Ray Breslin (Sylvester Stallone) works for the federal bureau of prisons along with his partner Lester Clark (Vincent D'Onofrio) and team consisting of Abigail (Amy Ryan) and Hush (Curtis '50 Cent' Jackson). Ray will purposely get himself behind bars just to prove that he can figure out a way to break out. With 14 prisons currently under his belt, it's safe to say he knows what he doing. Ray decides to work for the CIA after they offer him double his usual wages, but he gets a little more than he bargained for. Ray wakes up in one of the world's most off-the-grid, secretive, and secure prisons, but realizes that he's going to have to rely on the help of a fellow inmate if he ever wants to see the outside world again. He finds that confidant in Emil Rottmayer (Arnold Schwarzenegger). The plans Ray and Rottmayer continue to make regarding their escape are constantly foiled by the Warden Willard Hobbs (Jim Caviezel) and Drake (Vinnie Jones) the head of security. Is this the one prison that will imprison Ray Breslin for good or can Ray feel out the flaws of any man-made prison and be a free man once again?
"Escape Plan" shatters expectations early on and is actually fairly intelligent at times. Ray Breslin will breakdown the layout and floor plan of each prison you see him in on screen. It's done in a way that is reminiscent of the way Sherlock Holmes analyzes his surroundings in Guy Ritchie's "Sherlock Holmes." The floor plans have this cartoonish feel to them though that aren't unlike the ACME blueprints Wile E. Coyote tries to use on the Roadrunner on "Looney Tunes" or the ones Tom creates to try to build a better mouse trap to finally capture Jerry in "Tom and Jerry." Ray's assessments are actually really well thought out and are surprisingly sharp.
Aside from that though, "Escape Plan" is exactly what you'd expect from a film from Stallone and Schwarzenegger. Curtis Jackson attempts to portray a tech expert and tries to be a brainiac before finally giving in and doing nothing but curse. Vincent D'Onofrio is essentially the same character Jean Reno was in "Alex Cross" except he uses more hand sanitizer. You hold out a little hope for some of the talent involved. You may notice Sam Neill is a part of the cast, but the doctor he portrays doesn't do much of anything besides question his place and send off an email. Vinnie Jones is the tough muscle head you've come accustomed to him playing while Jim Caviezel is cold and ruthless yet forgettable.
The most entertaining part of "Escape Plan" is hearing Arnold do so much dialogue in Austrian. The particular scene is the best acting Arnold has done in years and he's by himself the majority of the scene and crammed in a steel box. The majority of the film is devoted to Ray planning an escape, having obstacles thrown in his way by Hobbs, attempts at negotiations, and Ray overcoming impossible odds all over again.
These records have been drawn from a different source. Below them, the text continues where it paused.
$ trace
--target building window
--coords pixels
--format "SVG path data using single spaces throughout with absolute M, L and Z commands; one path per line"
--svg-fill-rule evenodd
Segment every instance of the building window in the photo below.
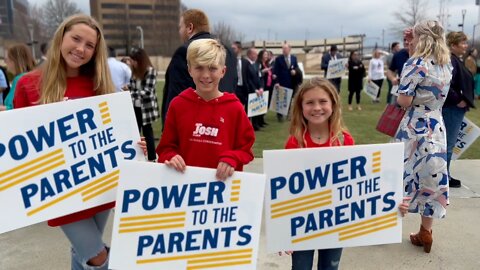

Your enjoyment of "Escape Plan" will likely rely on whether you enjoyed "The Expendables" films or not. These are two of the biggest action stars of the 80s and 90s and neither actor knows how to let that go. While it isn't quite fair to label "Escape Plan" as a spin-off of "The Expendables," that 90s cheese and outdated writing is still there.
"Escape Plan" is an action thriller that has hints of intelligence, but its elongated duration hurts it more than anything else as the film is about 30 minutes too long. Sylvester Stallone and Arnold Schwarzenegger are so busy trying to recapture their glory days that they don't realize how dated everything in "Escape Plan" really is. With dumb action at its core that feels a quarter of a century past its prime, "Escape Plan" fails to be a breakthrough hit even though Arnold is able to get to the chopper.
"Escape Plan" is now playing across the country starting today, October 18.